Evolution & Ecology Research Centre and School of Biological, Earth and Environmental Sciences, University of New South Wales, Sydney, New South Wales, Australia.
Department of Biosystems Engineering, Zhejiang University, Hangzhou, China.
Glob Chang Biol. 2022 Feb;28(3):969-989. doi: 10.1111/gcb.15972. Epub 2021 Dec 10.
Field studies are essential to reliably quantify ecological responses to global change because they are exposed to realistic climate manipulations. Yet such studies are limited in replicates, resulting in less power and, therefore, potentially unreliable effect estimates. Furthermore, while manipulative field experiments are assumed to be more powerful than non-manipulative observations, it has rarely been scrutinized using extensive data. Here, using 3847 field experiments that were designed to estimate the effect of environmental stressors on ecosystems, we systematically quantified their statistical power and magnitude (Type M) and sign (Type S) errors. Our investigations focused upon the reliability of field experiments to assess the effect of stressors on both ecosystem's response magnitude and variability. When controlling for publication bias, single experiments were underpowered to detect response magnitude (median power: 18%-38% depending on effect sizes). Single experiments also had much lower power to detect response variability (6%-12% depending on effect sizes) than response magnitude. Such underpowered studies could exaggerate estimates of response magnitude by 2-3 times (Type M errors) and variability by 4-10 times. Type S errors were comparatively rare. These observations indicate that low power, coupled with publication bias, inflates the estimates of anthropogenic impacts. Importantly, we found that meta-analyses largely mitigated the issues of low power and exaggerated effect size estimates. Rather surprisingly, manipulative experiments and non-manipulative observations had very similar results in terms of their power, Type M and S errors. Therefore, the previous assumption about the superiority of manipulative experiments in terms of power is overstated. These results call for highly powered field studies to reliably inform theory building and policymaking, via more collaboration and team science, and large-scale ecosystem facilities. Future studies also require transparent reporting and open science practices to approach reproducible and reliable empirical work and evidence synthesis.

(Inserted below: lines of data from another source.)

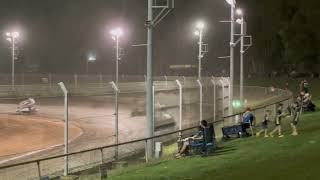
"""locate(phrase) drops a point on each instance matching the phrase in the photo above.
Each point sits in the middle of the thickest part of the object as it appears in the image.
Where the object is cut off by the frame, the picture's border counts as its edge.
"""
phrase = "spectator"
(286, 86)
(195, 140)
(279, 115)
(305, 86)
(247, 122)
(264, 124)
(295, 112)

野外研究对于可靠地量化全球变化对生态系统的响应至关重要,因为它们会受到真实气候的影响。然而,此类研究的重复次数有限,导致其统计效力较低,因此潜在的效应估计结果可能不可靠。此外,虽然操纵性野外实验被认为比非操纵性观测更有力,但很少使用广泛的数据对其进行严格审查。在这里,我们使用了 3847 个野外实验来估计环境胁迫对生态系统的影响,系统地量化了它们的统计效力和幅度(M 型)以及符号(S 型)误差。我们的研究重点是野外实验评估胁迫对生态系统响应幅度和变异性的可靠性。在控制出版偏倚的情况下,单个实验检测响应幅度的效力不足(中位数效力:取决于效应大小,18%-38%)。单个实验检测响应变异性的效力也明显低于响应幅度(取决于效应大小,6%-12%)。这种效力不足的研究可能会使响应幅度的估计值夸大 2-3 倍(M 型误差),变异性夸大 4-10 倍。S 型误差相对较少。这些观察结果表明,低效力加上出版偏倚会夸大人为影响的估计值。重要的是,我们发现元分析在很大程度上减轻了效力低和效应大小估计值夸大的问题。相当令人惊讶的是,操纵性实验和非操纵性观测在效力、M 型和 S 型误差方面具有非常相似的结果。因此,以前关于操纵性实验在效力方面具有优越性的假设被夸大了。这些结果呼吁通过更多的合作和团队科学以及大规模生态系统设施,开展高效力的野外研究,以可靠地为理论构建和决策制定提供信息。未来的研究还需要透明的报告和开放科学实践,以实现可重现和可靠的实证工作和证据综合。